Ein paar Tage nach der Lösung des Falles verließ Sylvie Gamelin Manor House. Das Angebot ihrer Mutter - der Schlüssel zum Haus in London - schlug sie aus und zog statt dessen in ein anonymes Hotel in Victoria. Einen ganzen Monat verließ sie nur selten ihr Zimmer, ruhte sich aus, besuchte hin und wieder das Hotel-Restaurant und stattete dem Anwalt der Familie einen Besuch ab.

  Die Enthüllungen über Arthur Craigie (sie konnte es sich nicht angewöhnen, ihn als jemand anderen zu sehen) hatten sie sehr schockiert. Obgleich Sylvie seine Verwandlung - die vor ihrem Zusammentreffen stattgefunden hatte - als echt empfand, gelang es ihr nicht, seine Lehren so unkritisch und mit der gleichen Bewunderung wie früher zu betrachten, was die aus seinem Tod resultierenden Verlustgefühle nur noch zu verstärken schien. Andererseits war ihre Verwirrung so groß, daß sie nicht in der Lage war, ernsthaft um ihn zu trauern.
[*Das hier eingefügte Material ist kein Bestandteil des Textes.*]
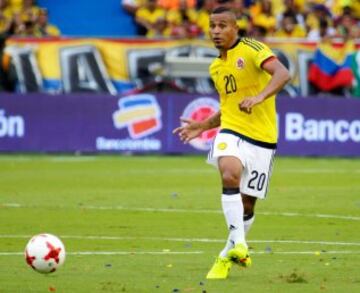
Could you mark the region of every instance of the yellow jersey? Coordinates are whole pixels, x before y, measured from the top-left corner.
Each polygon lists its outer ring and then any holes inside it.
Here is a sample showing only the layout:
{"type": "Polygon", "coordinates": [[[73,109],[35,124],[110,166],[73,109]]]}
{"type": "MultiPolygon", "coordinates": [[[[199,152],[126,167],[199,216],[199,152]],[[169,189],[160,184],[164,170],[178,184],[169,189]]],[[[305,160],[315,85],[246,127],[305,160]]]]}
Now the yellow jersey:
{"type": "Polygon", "coordinates": [[[246,97],[258,95],[269,83],[271,75],[261,66],[274,57],[265,44],[240,38],[227,51],[226,60],[216,58],[209,69],[220,96],[221,132],[272,149],[277,141],[275,95],[255,105],[250,114],[240,111],[239,104],[246,97]]]}

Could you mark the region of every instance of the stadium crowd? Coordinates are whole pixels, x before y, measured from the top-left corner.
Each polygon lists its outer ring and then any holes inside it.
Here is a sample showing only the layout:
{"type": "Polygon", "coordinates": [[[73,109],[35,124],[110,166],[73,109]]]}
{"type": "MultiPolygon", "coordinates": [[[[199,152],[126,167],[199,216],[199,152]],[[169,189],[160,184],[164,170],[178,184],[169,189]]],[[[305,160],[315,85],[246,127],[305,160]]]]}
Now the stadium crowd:
{"type": "Polygon", "coordinates": [[[59,36],[60,30],[49,23],[47,9],[35,0],[0,0],[0,35],[47,37],[59,36]]]}
{"type": "Polygon", "coordinates": [[[138,34],[148,38],[208,37],[209,12],[234,9],[240,34],[277,38],[360,37],[357,0],[123,0],[138,34]]]}

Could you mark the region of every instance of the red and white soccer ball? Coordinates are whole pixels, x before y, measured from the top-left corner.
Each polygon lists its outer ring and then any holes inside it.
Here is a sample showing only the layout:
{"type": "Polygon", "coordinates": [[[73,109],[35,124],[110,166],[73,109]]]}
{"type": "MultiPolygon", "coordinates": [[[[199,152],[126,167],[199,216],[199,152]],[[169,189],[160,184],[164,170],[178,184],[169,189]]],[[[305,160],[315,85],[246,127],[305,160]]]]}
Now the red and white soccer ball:
{"type": "Polygon", "coordinates": [[[39,273],[55,272],[65,261],[64,244],[52,234],[35,235],[26,245],[25,260],[39,273]]]}

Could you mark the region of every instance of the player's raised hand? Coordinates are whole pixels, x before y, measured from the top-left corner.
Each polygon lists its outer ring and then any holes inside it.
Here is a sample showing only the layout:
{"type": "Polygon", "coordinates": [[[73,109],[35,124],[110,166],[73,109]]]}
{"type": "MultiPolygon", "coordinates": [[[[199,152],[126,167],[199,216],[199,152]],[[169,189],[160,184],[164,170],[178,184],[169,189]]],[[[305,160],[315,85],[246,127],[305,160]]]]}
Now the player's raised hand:
{"type": "Polygon", "coordinates": [[[259,104],[263,101],[263,98],[260,96],[248,97],[241,101],[239,104],[240,111],[243,111],[247,114],[251,114],[251,109],[256,104],[259,104]]]}
{"type": "Polygon", "coordinates": [[[173,130],[173,134],[178,134],[180,140],[184,143],[188,143],[190,140],[199,136],[203,131],[201,122],[197,122],[191,119],[180,118],[182,125],[173,130]]]}

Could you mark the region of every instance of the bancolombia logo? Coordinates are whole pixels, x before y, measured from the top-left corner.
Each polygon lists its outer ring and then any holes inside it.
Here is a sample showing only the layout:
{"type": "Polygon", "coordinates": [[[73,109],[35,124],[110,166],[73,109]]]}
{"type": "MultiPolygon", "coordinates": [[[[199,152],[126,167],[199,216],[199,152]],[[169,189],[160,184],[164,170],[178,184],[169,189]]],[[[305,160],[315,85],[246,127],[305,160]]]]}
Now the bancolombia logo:
{"type": "Polygon", "coordinates": [[[360,142],[360,120],[306,119],[303,114],[285,115],[285,139],[309,142],[360,142]]]}
{"type": "Polygon", "coordinates": [[[103,151],[159,151],[161,140],[149,137],[162,129],[161,108],[150,94],[121,98],[113,113],[116,129],[126,128],[130,138],[97,137],[96,148],[103,151]]]}
{"type": "Polygon", "coordinates": [[[5,116],[5,110],[0,109],[0,138],[24,137],[25,121],[22,116],[5,116]]]}
{"type": "MultiPolygon", "coordinates": [[[[200,97],[188,104],[182,114],[182,117],[195,121],[202,121],[219,111],[219,102],[208,97],[200,97]]],[[[194,138],[189,142],[195,149],[207,151],[210,149],[217,129],[205,131],[201,136],[194,138]]]]}

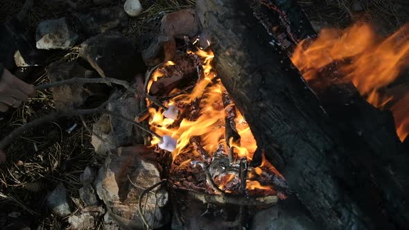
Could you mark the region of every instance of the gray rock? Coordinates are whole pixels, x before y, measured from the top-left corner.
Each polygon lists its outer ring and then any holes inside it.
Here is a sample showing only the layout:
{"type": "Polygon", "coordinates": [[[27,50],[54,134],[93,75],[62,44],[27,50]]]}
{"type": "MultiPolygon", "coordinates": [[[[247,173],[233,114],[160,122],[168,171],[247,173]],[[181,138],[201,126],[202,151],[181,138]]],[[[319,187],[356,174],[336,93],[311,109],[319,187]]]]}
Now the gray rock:
{"type": "Polygon", "coordinates": [[[32,49],[28,53],[16,51],[14,54],[14,60],[17,67],[38,67],[44,64],[44,53],[37,49],[32,49]]]}
{"type": "Polygon", "coordinates": [[[309,219],[298,200],[289,197],[254,215],[252,230],[318,230],[321,228],[309,219]]]}
{"type": "Polygon", "coordinates": [[[80,192],[80,197],[85,206],[98,204],[98,200],[95,195],[95,191],[90,184],[85,184],[84,186],[78,190],[78,191],[80,192]]]}
{"type": "Polygon", "coordinates": [[[68,218],[71,230],[94,229],[95,219],[89,213],[80,213],[68,218]]]}
{"type": "MultiPolygon", "coordinates": [[[[106,1],[97,1],[104,4],[102,2],[106,1]]],[[[119,30],[126,27],[128,23],[128,17],[121,7],[98,8],[87,13],[77,12],[73,16],[80,26],[81,32],[88,37],[108,30],[119,30]]]]}
{"type": "Polygon", "coordinates": [[[117,32],[104,33],[84,42],[80,56],[103,78],[130,80],[146,69],[134,45],[117,32]]]}
{"type": "MultiPolygon", "coordinates": [[[[107,109],[133,120],[139,113],[139,101],[135,98],[114,100],[107,109]]],[[[103,115],[93,126],[91,143],[96,153],[105,154],[119,146],[133,142],[134,129],[129,123],[114,116],[103,115]]]]}
{"type": "MultiPolygon", "coordinates": [[[[85,78],[85,69],[75,62],[54,63],[48,71],[51,82],[77,78],[85,78]]],[[[83,105],[88,94],[84,90],[83,84],[70,84],[53,88],[53,96],[55,108],[59,110],[70,110],[83,105]]]]}
{"type": "Polygon", "coordinates": [[[62,217],[71,214],[71,209],[67,198],[67,189],[62,182],[46,197],[46,202],[51,211],[62,217]]]}
{"type": "Polygon", "coordinates": [[[193,9],[173,12],[162,18],[161,30],[175,38],[191,37],[199,32],[199,20],[193,9]]]}
{"type": "Polygon", "coordinates": [[[35,33],[36,46],[41,49],[67,49],[78,40],[67,19],[46,20],[40,22],[35,33]]]}
{"type": "MultiPolygon", "coordinates": [[[[143,222],[138,211],[139,197],[146,188],[161,180],[159,171],[154,162],[149,162],[138,157],[137,148],[122,148],[118,151],[121,155],[110,155],[106,158],[104,167],[98,171],[95,186],[100,198],[110,208],[105,217],[112,219],[121,227],[143,229],[143,222]],[[137,185],[132,185],[128,180],[137,185]]],[[[153,222],[154,228],[159,228],[168,220],[168,215],[162,210],[168,200],[168,193],[161,188],[153,190],[156,196],[149,193],[143,202],[145,218],[149,223],[153,222]]]]}
{"type": "Polygon", "coordinates": [[[82,184],[92,184],[96,176],[96,170],[90,166],[85,167],[84,172],[80,175],[80,179],[82,184]]]}
{"type": "Polygon", "coordinates": [[[176,53],[176,42],[171,37],[159,35],[141,53],[147,66],[153,67],[165,61],[171,61],[176,53]]]}
{"type": "Polygon", "coordinates": [[[112,218],[112,213],[109,211],[104,215],[104,230],[121,229],[116,221],[112,218]]]}

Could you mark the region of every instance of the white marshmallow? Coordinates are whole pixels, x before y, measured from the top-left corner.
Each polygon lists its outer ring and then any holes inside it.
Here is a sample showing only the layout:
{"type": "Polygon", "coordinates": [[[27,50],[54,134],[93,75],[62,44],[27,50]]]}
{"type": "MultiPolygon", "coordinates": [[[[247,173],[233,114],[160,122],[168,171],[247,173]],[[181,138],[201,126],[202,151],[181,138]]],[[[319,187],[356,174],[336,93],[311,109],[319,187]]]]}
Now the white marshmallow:
{"type": "Polygon", "coordinates": [[[176,148],[176,143],[177,141],[171,136],[164,135],[162,136],[162,142],[160,142],[157,145],[162,150],[173,152],[176,148]]]}
{"type": "Polygon", "coordinates": [[[164,116],[169,119],[176,120],[179,116],[179,109],[177,109],[177,107],[175,105],[171,105],[168,109],[165,111],[164,116]]]}
{"type": "Polygon", "coordinates": [[[138,0],[126,0],[123,10],[130,17],[137,17],[142,12],[142,5],[138,0]]]}

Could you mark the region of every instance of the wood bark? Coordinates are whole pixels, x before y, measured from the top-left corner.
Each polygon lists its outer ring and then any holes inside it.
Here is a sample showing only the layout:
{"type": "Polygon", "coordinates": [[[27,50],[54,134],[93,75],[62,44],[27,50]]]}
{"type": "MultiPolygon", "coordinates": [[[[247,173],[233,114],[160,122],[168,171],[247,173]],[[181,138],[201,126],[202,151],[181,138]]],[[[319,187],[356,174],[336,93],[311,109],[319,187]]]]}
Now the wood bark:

  Die Einsamkeit im Hotel half ihr, all die verschiedenartigen Gefühle zu verarbeiten. Ganz allmählich lernte sie, den wahren Wert der Einblicke zu schätzen, die der Meister ihr vermittelt hatte und die von der Beschaffenheit seines Charakters nicht geschmälert wurden. Und sie spürte auch, daß die im Verlauf der Meditationen gemachten Erfahrungen nichts mit maßloser Selbstüberschätzung zu tun hatten. Diese Erfahrungen waren echte, wenn auch unergründliche Bekräftigungen für die Richtigkeit ihrer Entscheidung. Sie hatte einen Lebensweg gewählt, der Spiritualität nicht ausschloß.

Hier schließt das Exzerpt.